Unlike our own moon, which is moving gradually away from earth, Phobos is moving closer to the surface of Mars, at a rate of about 2 centimetres per year. This decaying orbit is a result of tidal deceleration. Once this tidal stress becomes too much, Phobos’s orbit will drop below what is known as the “Roche limit”, and Mars’s gravity will tear it apart to make a ring around the planet. This exterior Martian ring will remain for anything between 1 and 100 million years.
The ring-moon cycle
Moons form on the outer fringes of planetary ring systems. The new moon is pushed outward, away from the planet.
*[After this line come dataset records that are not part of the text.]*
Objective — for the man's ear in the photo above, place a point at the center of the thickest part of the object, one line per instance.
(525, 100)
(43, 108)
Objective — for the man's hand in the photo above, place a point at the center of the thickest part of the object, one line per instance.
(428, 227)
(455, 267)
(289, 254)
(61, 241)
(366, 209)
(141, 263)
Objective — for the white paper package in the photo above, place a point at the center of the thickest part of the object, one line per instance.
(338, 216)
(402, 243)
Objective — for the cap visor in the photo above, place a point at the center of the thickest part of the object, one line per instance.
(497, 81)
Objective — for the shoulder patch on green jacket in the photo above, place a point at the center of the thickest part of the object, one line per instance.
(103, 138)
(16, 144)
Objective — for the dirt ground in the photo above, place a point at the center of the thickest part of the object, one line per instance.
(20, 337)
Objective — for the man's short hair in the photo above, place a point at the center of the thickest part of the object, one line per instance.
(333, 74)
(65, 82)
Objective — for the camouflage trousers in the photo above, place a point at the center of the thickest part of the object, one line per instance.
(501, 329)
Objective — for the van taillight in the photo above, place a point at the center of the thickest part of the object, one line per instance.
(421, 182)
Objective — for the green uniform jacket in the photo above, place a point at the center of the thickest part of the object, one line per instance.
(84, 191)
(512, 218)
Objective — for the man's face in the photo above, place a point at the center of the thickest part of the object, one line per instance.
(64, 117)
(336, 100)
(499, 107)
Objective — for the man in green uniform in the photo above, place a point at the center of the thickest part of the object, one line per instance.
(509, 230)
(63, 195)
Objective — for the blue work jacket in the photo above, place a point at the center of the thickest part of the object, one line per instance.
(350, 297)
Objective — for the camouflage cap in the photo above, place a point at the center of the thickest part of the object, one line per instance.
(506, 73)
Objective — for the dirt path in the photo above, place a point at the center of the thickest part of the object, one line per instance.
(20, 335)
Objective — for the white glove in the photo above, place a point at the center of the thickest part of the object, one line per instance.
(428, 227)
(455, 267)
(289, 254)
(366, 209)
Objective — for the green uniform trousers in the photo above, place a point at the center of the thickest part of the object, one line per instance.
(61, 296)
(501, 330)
The rings then fall onto the planet, leaving only the moon. “Once the ring is gone, the moon will start falling inwards towards the planet again, because the ring is the only thing pushing it out,” says lead author Matija Ćuk, a research scientist at the SETI Institute. “The moon then gets very close to Mars and is torn apart by tidal forces, creating a new ring.”
Secrets spilled by Deimos’s tilt
Deimos’s orbit is close enough to the planet’s centre for us to suppose that it formed at the same time as Mars. However, it is not precisely in plane with Mars’s equator. “The present inclination of Deimos, which is about 2 degrees, is best matched with a resonance with a prior moon that was about 20 times the mass of Phobos,” says Dr Ćuk.
With each ring-moon cycle, both the ring and moons become smaller, so the ancestors of Phobos would have been much larger than Phobos itself. The formation and outward movement of a large proto-Phobos moon away from an ancient ring system is, according to Ćuk and his colleagues, compatible with the skewed inclination of Deimos.
The 2° difference would only have been seen if this proto-Phobos was moving outward – the only thing that can move it outward are rings. This would have happened around 2.5 billion years ago.